Unlike spocc but similarly to rotl, this first search returns a set of IDs.

We then have to use entrez_fetch() on the IDs in search_results to obtain the actual record information.

We specify ‘db’ as ‘nucleotide’ and ‘rettype’ as ‘fasta’ to get FASTA sequences

R

sequences <- entrez_fetch(db = "nucleotide", id = search_results$ids, 
                          rettype = "fasta")

# just look at the first part of this *long* returned string
# substr gets characters 1 through 1148 of the FASTA, and cat simply prints it with line breaks
cat(substr(sequences,1,1148))

Challenge

What are some similarities and differences in how data is queried using the R APIs of GBIF, NCBI, and OTOL?

NCBI and OTOL both require an initial search to obtain record IDs, then a second fetch to obtain the actual record data for each ID

NCBI uses a string-based query where the search is a specially-formated string, while GBIF uses an argument-based query where the search is based on the various arguments you give to the R function.

NCBI is capable of taking a genus and returning the records of all its species, but OTOL and GBIF require obtaining the species names first using a package like taxize

GBIF data is formatted as a list of occurrences for each species contained in the object we get from the query.

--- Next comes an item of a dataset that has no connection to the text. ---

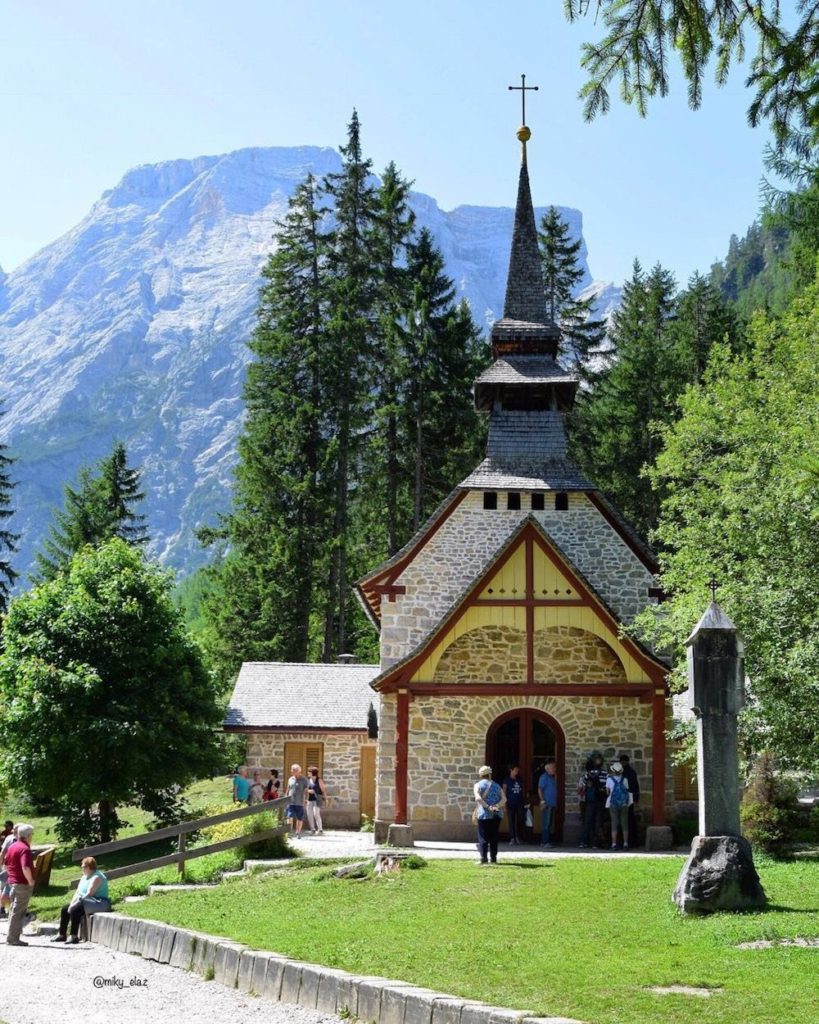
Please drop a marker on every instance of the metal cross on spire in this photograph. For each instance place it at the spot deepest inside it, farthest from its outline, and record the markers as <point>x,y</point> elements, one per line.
<point>523,89</point>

Sources of MDBD: Databases without APIs

Many excellent databases exist without specialized APIs or R packages to facilitate their use.

For example, the BioTIME database is a compilation of timeseries of species ocurrence, abundance, and biomass data. It is openly available via the University of St. Andrews. The North American Breeding Bird Survey, run by the USGS, contains data on bird species abundances across the United States and Canada going back more than 50 years. These data are hosted on ScienceBase.

Some of these databases can be accessed via the Data Retriever and accompanying R package the rdataretriever.

Some are findable via DataONE and the Ecological Data Initiative.

Others can be downloaded directly from the source.

Sources of MDBD: “small data” attached to papers

Finally, A lot of useful data is not held in databases, and is instead attached to papers. Searching manuscript databases or Google Scholar can be an effective way to find such data. You can filter Web of Science to find entries with “associated data”.

However, this can still be a somewhat heterogeneous and time-consuming strategy!

Discussion

For a taxon and datatype of your choice, find a database online that we didn’t go over and doesn’t have an R API. Download some data from it. How did you query for your data? What is the structure of the data you downloaded? Discuss and contrast with folks at your table if applicable!

Recap

Keypoints

  • Many sources exist online where multidimensional biodiversity data can be obtained
  • APIs allow for fast and reproducible querying and downloading
  • While there are patterns in how these APIs work, there will always be differences between databases that make using each API a bit different.
  • Standalone databases and even the supplemental data in manuscripts can also be re-used.